Whitmer wore a mask before and after the press conference where she made the remarks, saying that she had done so on the advice of Dr. Joneigh Khaldun, the state’s chief medical executive. The new CDC guidance was issued just after the governor’s comments. It was unclear whether the Whitmer’s position remained unchanged in light of the guidance.
Newsweek reached out to Whitmer’s office for comment.
The CDC says that masks should be worn indoors even by those who are vaccinated in areas with transmission levels that the agency deems “high” or “substantial.” While Michigan as a whole is experiencing moderate spread of the virus and currently falls short of the mark, 10 out of 83 counties in the state already have high enough transmission levels for the recommendation to apply. About 64 percent of all U.S. counties currently qualify for the new guidance.
The CDC also recommends that masks be worn by all students and faculty when schools return to session this fall. Although Michigan is recommending the same, no statewide school mask mandates are in place, with the decision left to individual school districts instead.

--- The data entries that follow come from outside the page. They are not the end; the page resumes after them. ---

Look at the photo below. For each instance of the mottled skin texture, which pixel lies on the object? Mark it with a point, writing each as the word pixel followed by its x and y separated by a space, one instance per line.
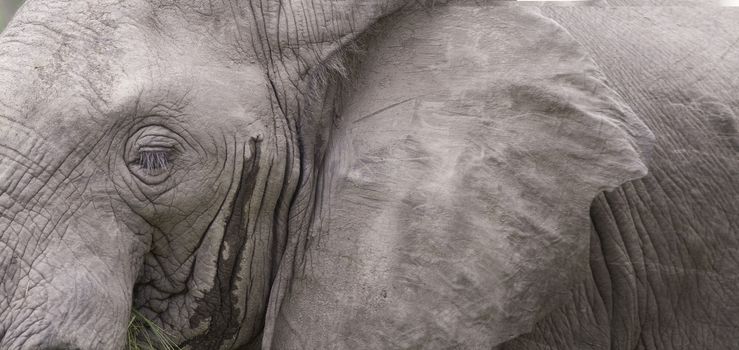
pixel 431 180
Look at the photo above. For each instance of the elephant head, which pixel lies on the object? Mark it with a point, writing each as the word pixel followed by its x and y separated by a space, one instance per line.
pixel 296 174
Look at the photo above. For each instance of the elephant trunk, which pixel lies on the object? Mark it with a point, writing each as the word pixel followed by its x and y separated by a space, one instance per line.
pixel 68 273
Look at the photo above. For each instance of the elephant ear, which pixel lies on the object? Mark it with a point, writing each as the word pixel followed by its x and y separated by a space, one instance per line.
pixel 454 196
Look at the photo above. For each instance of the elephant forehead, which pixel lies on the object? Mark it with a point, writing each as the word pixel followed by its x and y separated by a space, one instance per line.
pixel 67 70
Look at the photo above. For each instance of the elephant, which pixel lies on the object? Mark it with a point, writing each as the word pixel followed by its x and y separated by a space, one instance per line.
pixel 373 174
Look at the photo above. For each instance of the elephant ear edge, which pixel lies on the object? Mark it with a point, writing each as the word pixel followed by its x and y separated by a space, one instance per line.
pixel 457 185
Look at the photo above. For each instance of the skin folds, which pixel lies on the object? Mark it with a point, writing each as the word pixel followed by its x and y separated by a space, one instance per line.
pixel 363 174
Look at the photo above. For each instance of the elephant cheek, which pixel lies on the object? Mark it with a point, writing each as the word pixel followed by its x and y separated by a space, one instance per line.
pixel 70 282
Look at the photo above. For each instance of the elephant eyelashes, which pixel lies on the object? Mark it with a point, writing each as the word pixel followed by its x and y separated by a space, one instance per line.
pixel 152 162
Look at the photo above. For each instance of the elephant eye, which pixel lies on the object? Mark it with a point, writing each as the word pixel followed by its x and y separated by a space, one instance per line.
pixel 153 161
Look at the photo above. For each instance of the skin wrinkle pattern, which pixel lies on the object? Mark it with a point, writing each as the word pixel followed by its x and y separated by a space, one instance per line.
pixel 369 174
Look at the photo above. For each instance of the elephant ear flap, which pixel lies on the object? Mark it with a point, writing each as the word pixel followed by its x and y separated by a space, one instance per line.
pixel 457 185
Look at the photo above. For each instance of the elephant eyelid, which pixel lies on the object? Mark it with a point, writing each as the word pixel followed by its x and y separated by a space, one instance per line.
pixel 153 160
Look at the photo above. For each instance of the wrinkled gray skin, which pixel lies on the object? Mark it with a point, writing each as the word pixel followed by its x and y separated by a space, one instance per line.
pixel 356 174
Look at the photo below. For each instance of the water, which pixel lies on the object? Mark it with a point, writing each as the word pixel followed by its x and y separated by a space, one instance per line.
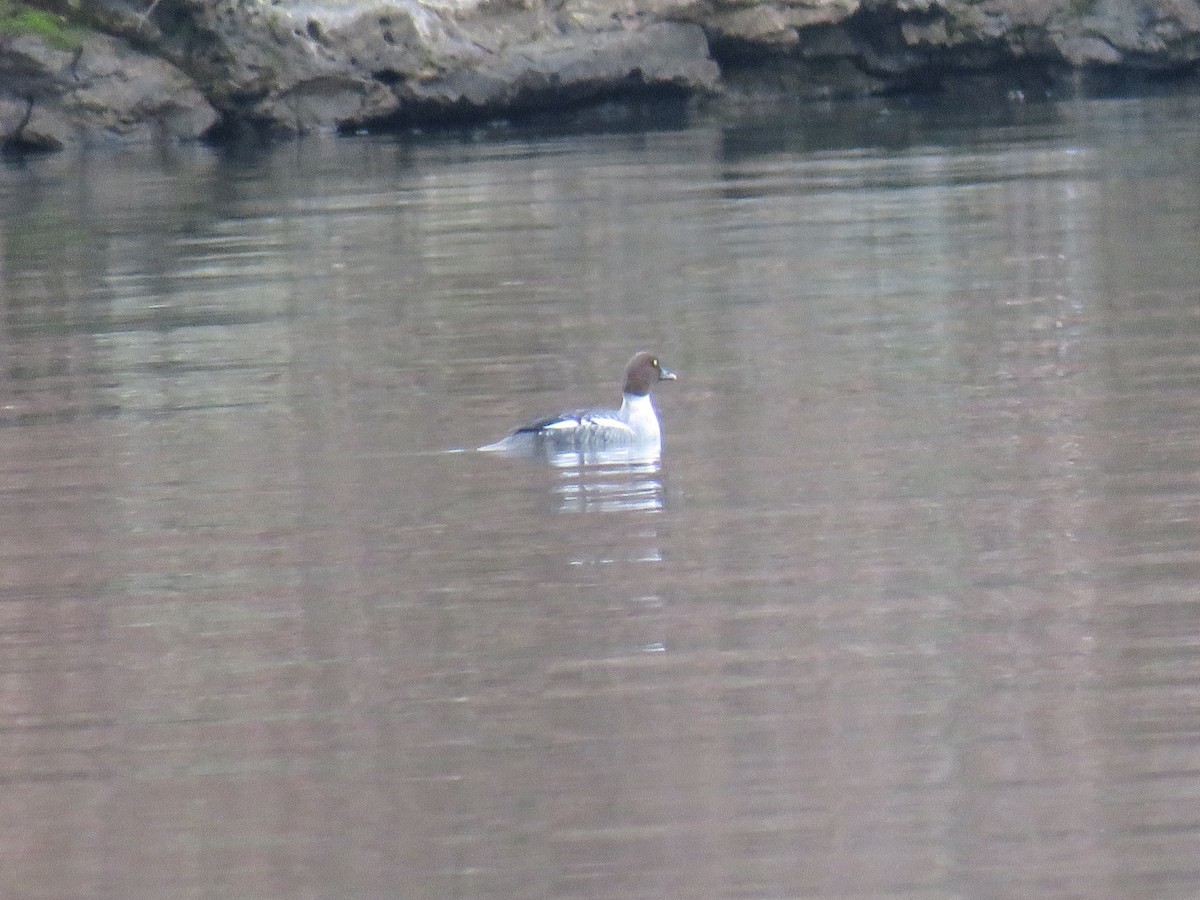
pixel 909 609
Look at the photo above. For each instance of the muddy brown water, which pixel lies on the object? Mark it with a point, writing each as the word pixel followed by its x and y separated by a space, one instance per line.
pixel 909 609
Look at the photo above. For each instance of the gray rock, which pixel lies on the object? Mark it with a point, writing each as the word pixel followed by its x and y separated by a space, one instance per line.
pixel 102 93
pixel 303 65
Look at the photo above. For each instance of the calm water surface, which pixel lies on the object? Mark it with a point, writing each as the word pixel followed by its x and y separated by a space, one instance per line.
pixel 910 607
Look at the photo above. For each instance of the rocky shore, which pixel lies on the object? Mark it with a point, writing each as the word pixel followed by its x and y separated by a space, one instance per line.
pixel 114 71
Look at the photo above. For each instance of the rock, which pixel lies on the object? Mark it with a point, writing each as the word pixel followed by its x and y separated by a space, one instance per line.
pixel 286 66
pixel 103 91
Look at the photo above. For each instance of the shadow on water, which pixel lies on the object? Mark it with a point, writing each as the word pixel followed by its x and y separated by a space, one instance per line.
pixel 911 597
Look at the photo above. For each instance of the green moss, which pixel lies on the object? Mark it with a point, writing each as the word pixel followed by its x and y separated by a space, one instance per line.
pixel 19 21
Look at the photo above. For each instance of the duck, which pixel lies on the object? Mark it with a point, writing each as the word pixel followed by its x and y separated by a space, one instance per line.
pixel 634 425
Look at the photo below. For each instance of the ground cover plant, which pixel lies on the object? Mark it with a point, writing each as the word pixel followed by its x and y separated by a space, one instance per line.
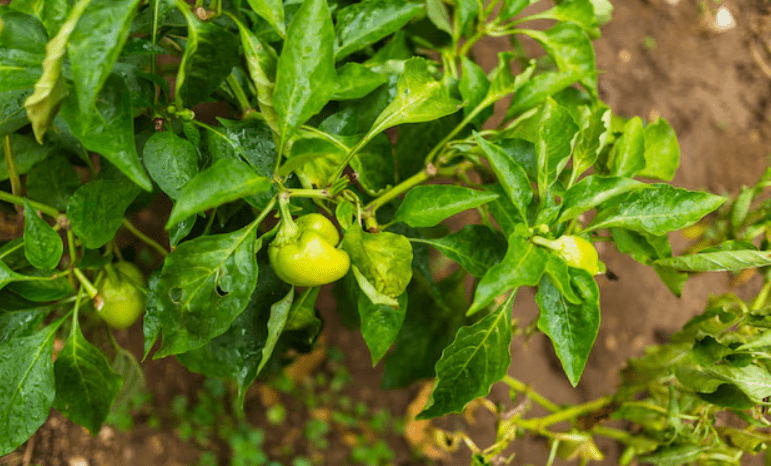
pixel 333 116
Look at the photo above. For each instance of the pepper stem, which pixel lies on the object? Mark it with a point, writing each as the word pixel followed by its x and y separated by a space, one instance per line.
pixel 288 230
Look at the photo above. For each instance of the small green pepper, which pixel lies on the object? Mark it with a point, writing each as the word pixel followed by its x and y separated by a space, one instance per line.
pixel 305 255
pixel 122 294
pixel 576 251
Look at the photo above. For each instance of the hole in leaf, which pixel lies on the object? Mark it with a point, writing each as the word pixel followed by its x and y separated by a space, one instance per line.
pixel 175 294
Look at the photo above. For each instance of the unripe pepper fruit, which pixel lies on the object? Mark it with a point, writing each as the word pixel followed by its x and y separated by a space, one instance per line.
pixel 306 254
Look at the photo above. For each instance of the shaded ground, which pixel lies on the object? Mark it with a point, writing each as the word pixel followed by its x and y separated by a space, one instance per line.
pixel 661 57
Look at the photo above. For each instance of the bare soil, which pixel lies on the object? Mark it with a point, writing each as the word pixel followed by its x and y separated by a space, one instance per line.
pixel 659 58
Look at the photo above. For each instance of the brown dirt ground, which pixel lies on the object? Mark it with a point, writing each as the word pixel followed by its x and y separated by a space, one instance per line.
pixel 660 58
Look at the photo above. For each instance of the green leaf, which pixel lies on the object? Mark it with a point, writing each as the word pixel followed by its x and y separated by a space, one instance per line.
pixel 238 352
pixel 85 383
pixel 580 12
pixel 210 55
pixel 473 87
pixel 28 389
pixel 43 246
pixel 364 23
pixel 52 13
pixel 476 248
pixel 96 210
pixel 572 328
pixel 110 130
pixel 19 324
pixel 271 11
pixel 261 61
pixel 22 50
pixel 593 133
pixel 662 152
pixel 26 153
pixel 419 98
pixel 225 181
pixel 731 261
pixel 380 324
pixel 477 358
pixel 52 181
pixel 43 104
pixel 628 155
pixel 305 77
pixel 355 80
pixel 554 140
pixel 510 174
pixel 384 259
pixel 433 318
pixel 427 205
pixel 593 191
pixel 573 53
pixel 657 210
pixel 12 113
pixel 171 161
pixel 94 46
pixel 204 285
pixel 523 265
pixel 279 313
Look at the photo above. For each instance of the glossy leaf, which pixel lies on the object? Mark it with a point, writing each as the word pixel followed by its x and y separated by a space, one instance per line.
pixel 52 181
pixel 86 385
pixel 593 133
pixel 732 261
pixel 628 155
pixel 305 77
pixel 427 205
pixel 95 45
pixel 26 153
pixel 554 138
pixel 572 51
pixel 354 81
pixel 433 318
pixel 380 324
pixel 384 259
pixel 43 104
pixel 43 246
pixel 662 151
pixel 593 191
pixel 572 328
pixel 52 13
pixel 96 210
pixel 110 129
pixel 271 11
pixel 204 285
pixel 477 358
pixel 261 61
pixel 476 248
pixel 419 98
pixel 22 50
pixel 364 23
pixel 511 176
pixel 171 161
pixel 473 87
pixel 28 389
pixel 225 181
pixel 657 210
pixel 210 55
pixel 523 265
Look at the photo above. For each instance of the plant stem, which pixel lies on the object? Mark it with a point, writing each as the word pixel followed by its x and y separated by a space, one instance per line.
pixel 13 173
pixel 18 200
pixel 243 101
pixel 394 192
pixel 144 238
pixel 528 391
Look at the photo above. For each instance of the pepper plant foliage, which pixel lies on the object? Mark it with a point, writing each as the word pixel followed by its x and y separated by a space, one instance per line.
pixel 349 109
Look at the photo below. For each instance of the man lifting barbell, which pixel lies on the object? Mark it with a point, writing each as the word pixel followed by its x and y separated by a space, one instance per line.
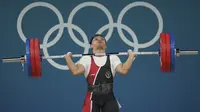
pixel 99 72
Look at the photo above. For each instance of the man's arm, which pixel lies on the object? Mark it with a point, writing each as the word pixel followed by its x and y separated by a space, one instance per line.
pixel 76 69
pixel 124 68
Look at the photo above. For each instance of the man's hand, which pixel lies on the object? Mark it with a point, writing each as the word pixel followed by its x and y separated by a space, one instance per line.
pixel 68 55
pixel 131 54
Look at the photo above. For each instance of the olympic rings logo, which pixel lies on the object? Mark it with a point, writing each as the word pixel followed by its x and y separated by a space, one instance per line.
pixel 110 26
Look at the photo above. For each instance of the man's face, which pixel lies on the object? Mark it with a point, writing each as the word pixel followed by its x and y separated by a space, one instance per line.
pixel 98 43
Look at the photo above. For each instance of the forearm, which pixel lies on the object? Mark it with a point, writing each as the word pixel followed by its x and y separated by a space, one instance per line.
pixel 128 63
pixel 71 65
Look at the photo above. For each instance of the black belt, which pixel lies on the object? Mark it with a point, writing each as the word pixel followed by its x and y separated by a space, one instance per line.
pixel 101 88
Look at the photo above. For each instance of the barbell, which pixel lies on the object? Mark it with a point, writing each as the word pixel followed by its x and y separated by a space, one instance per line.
pixel 167 53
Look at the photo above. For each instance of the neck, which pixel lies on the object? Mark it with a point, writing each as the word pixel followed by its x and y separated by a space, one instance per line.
pixel 98 51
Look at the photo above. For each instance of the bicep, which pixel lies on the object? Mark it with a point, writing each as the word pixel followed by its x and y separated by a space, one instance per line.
pixel 80 69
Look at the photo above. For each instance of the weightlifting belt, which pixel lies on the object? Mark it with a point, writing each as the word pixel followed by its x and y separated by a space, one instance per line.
pixel 101 88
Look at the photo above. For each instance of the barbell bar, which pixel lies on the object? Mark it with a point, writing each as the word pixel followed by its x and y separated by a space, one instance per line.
pixel 167 53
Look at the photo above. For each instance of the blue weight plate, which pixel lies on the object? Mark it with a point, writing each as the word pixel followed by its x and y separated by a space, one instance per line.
pixel 28 59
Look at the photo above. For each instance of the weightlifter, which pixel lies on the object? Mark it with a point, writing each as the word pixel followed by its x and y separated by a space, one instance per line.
pixel 99 72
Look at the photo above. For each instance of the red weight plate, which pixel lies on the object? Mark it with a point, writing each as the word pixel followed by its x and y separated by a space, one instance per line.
pixel 32 55
pixel 37 58
pixel 168 52
pixel 162 52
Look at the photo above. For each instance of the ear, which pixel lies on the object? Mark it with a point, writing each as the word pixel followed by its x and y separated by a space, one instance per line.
pixel 91 46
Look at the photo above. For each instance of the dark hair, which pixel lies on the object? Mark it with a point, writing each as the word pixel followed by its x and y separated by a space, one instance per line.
pixel 95 36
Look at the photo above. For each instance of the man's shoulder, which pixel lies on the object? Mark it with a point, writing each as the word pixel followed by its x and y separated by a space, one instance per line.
pixel 86 57
pixel 114 57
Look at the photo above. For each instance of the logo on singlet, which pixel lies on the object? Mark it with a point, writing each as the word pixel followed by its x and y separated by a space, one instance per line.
pixel 108 74
pixel 92 74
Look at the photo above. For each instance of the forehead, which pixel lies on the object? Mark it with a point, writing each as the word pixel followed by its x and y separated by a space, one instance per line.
pixel 98 37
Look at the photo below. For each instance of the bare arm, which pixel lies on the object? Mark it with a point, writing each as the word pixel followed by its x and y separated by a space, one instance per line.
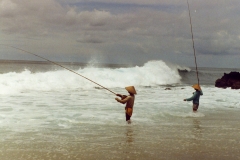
pixel 123 101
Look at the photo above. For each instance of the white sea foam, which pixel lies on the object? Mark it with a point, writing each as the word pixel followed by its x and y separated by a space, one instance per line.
pixel 151 74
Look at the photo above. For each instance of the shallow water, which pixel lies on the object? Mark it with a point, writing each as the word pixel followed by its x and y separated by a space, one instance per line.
pixel 56 115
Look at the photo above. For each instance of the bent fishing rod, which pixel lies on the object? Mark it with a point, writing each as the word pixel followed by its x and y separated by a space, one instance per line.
pixel 59 65
pixel 193 42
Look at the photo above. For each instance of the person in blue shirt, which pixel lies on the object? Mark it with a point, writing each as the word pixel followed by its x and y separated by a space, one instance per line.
pixel 196 96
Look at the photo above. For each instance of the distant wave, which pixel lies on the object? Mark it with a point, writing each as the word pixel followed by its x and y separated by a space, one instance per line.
pixel 152 73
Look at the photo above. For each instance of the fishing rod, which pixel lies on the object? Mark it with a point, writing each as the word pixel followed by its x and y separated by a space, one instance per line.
pixel 193 42
pixel 59 65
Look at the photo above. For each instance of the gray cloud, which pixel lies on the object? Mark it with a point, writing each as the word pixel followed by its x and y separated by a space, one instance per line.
pixel 150 30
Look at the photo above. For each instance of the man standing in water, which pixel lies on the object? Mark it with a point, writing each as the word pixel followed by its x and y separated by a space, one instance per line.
pixel 195 97
pixel 129 100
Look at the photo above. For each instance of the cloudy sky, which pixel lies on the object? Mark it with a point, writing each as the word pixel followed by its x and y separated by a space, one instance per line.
pixel 122 31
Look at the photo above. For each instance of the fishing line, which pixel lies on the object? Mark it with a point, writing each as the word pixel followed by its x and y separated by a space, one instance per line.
pixel 59 65
pixel 193 42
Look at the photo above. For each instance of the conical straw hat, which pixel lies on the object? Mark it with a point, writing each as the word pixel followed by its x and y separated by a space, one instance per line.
pixel 131 89
pixel 196 86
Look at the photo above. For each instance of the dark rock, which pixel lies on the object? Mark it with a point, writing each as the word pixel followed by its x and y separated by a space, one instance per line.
pixel 229 80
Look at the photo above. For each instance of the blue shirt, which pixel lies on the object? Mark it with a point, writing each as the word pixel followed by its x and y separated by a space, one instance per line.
pixel 195 97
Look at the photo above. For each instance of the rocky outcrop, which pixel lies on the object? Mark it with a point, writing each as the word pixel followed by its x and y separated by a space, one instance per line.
pixel 229 80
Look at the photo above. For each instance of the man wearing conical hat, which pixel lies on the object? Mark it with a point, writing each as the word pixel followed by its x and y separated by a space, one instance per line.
pixel 129 100
pixel 196 96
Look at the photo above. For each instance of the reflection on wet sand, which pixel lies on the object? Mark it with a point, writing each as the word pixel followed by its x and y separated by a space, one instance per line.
pixel 129 135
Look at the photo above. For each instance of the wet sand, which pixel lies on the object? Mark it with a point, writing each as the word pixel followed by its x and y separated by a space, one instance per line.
pixel 215 136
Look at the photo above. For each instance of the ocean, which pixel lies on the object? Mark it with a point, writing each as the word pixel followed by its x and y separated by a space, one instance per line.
pixel 49 113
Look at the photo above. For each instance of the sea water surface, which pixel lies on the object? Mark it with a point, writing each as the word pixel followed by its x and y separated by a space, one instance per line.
pixel 48 113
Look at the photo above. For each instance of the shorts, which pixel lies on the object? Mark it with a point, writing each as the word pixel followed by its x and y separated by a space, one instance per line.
pixel 195 106
pixel 127 117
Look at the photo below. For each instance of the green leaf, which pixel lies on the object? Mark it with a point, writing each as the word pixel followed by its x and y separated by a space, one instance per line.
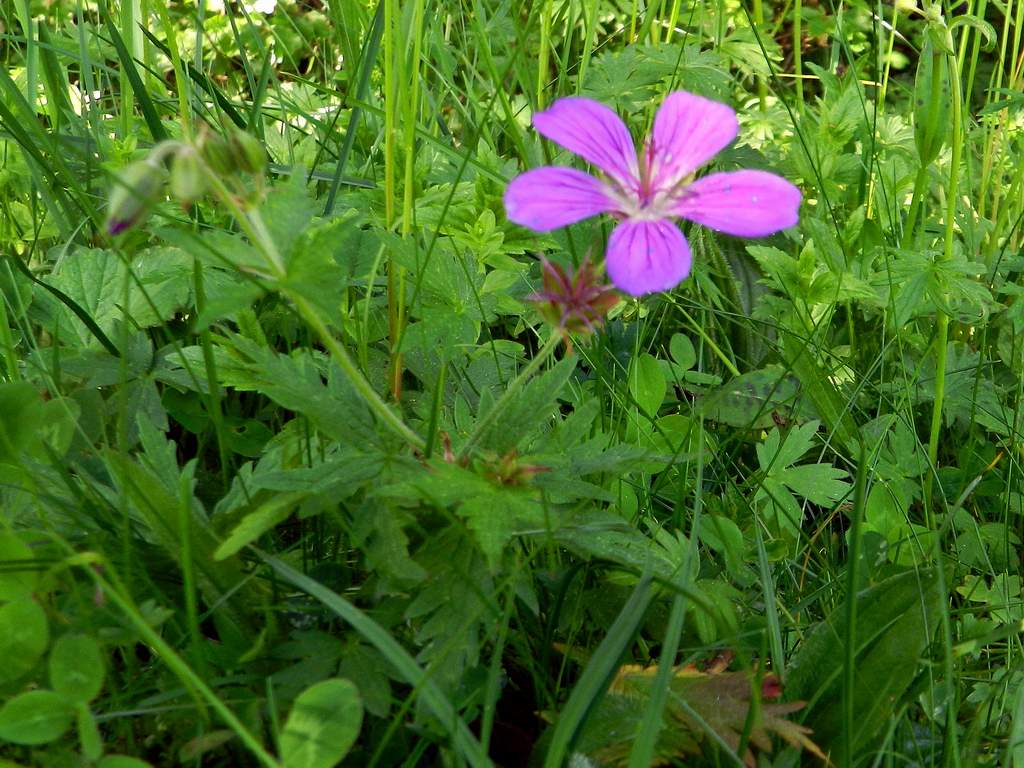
pixel 122 761
pixel 18 576
pixel 37 717
pixel 896 620
pixel 323 725
pixel 724 537
pixel 681 349
pixel 77 668
pixel 257 522
pixel 647 384
pixel 819 483
pixel 20 407
pixel 493 518
pixel 592 684
pixel 534 404
pixel 24 637
pixel 88 733
pixel 99 282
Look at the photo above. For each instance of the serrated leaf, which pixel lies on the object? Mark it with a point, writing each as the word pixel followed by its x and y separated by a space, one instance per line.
pixel 323 725
pixel 819 483
pixel 99 282
pixel 19 574
pixel 257 522
pixel 88 733
pixel 647 384
pixel 77 668
pixel 24 637
pixel 896 621
pixel 36 717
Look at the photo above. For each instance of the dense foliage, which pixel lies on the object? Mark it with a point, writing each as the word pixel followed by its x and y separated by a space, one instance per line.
pixel 296 468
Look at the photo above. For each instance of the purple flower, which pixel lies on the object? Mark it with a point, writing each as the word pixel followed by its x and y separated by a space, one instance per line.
pixel 646 252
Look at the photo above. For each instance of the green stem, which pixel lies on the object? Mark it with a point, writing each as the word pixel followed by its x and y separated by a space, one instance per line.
pixel 510 392
pixel 354 376
pixel 252 224
pixel 852 585
pixel 711 343
pixel 759 23
pixel 798 54
pixel 177 666
pixel 942 327
pixel 931 131
pixel 544 54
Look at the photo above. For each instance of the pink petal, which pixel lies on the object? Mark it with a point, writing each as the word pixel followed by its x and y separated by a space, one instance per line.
pixel 647 256
pixel 548 198
pixel 748 204
pixel 595 133
pixel 688 131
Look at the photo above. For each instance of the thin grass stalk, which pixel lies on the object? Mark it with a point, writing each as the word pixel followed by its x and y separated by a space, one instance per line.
pixel 589 22
pixel 759 23
pixel 390 110
pixel 114 591
pixel 410 115
pixel 181 80
pixel 798 53
pixel 544 54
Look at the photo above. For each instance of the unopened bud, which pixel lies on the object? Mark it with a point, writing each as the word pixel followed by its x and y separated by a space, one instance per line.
pixel 136 189
pixel 187 176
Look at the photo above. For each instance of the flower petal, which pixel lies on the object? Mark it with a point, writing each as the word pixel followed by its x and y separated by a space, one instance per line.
pixel 548 198
pixel 748 204
pixel 595 133
pixel 688 131
pixel 647 256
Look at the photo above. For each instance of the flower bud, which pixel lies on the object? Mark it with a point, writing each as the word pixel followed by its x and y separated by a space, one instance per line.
pixel 136 189
pixel 573 303
pixel 187 176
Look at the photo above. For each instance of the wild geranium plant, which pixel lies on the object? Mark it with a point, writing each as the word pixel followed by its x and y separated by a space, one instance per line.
pixel 646 192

CDC Director Dr. Rochelle Walensky said that the new guidance was necessary due to the rampant spread of the Delta variant—which is more considerably more contagious than previous strains and has also been shown to be resistant to vaccines. She stressed that even vaccinated individuals could transmit the virus, and particularly the Delta variant, to those who may be more vulnerable.
However, Walensky said that the country’s highest transmission rates were still being seen in areas where vaccination rates were the lowest. She said that becoming vaccinated confers a seven-fold reduced risk of contracting the virus and a 20-fold reduced risk of being hospitalized or dying from COVID-19.
“This moment, and most importantly the associated illness, suffering and death could have been avoided with higher vaccination coverage in this country,” Walensky said. “We must take every step we can to stop the Delta variant and end this pandemic.”
Michigan ended its mask mandates and other COVID-19 restrictions on June 22, citing a drop in cases. Last week, the state’s GOP-led legislature used an initiative petition process to issue a veto-proof repeal of an emergency powers law that Whitmer had used to impose restrictions last year.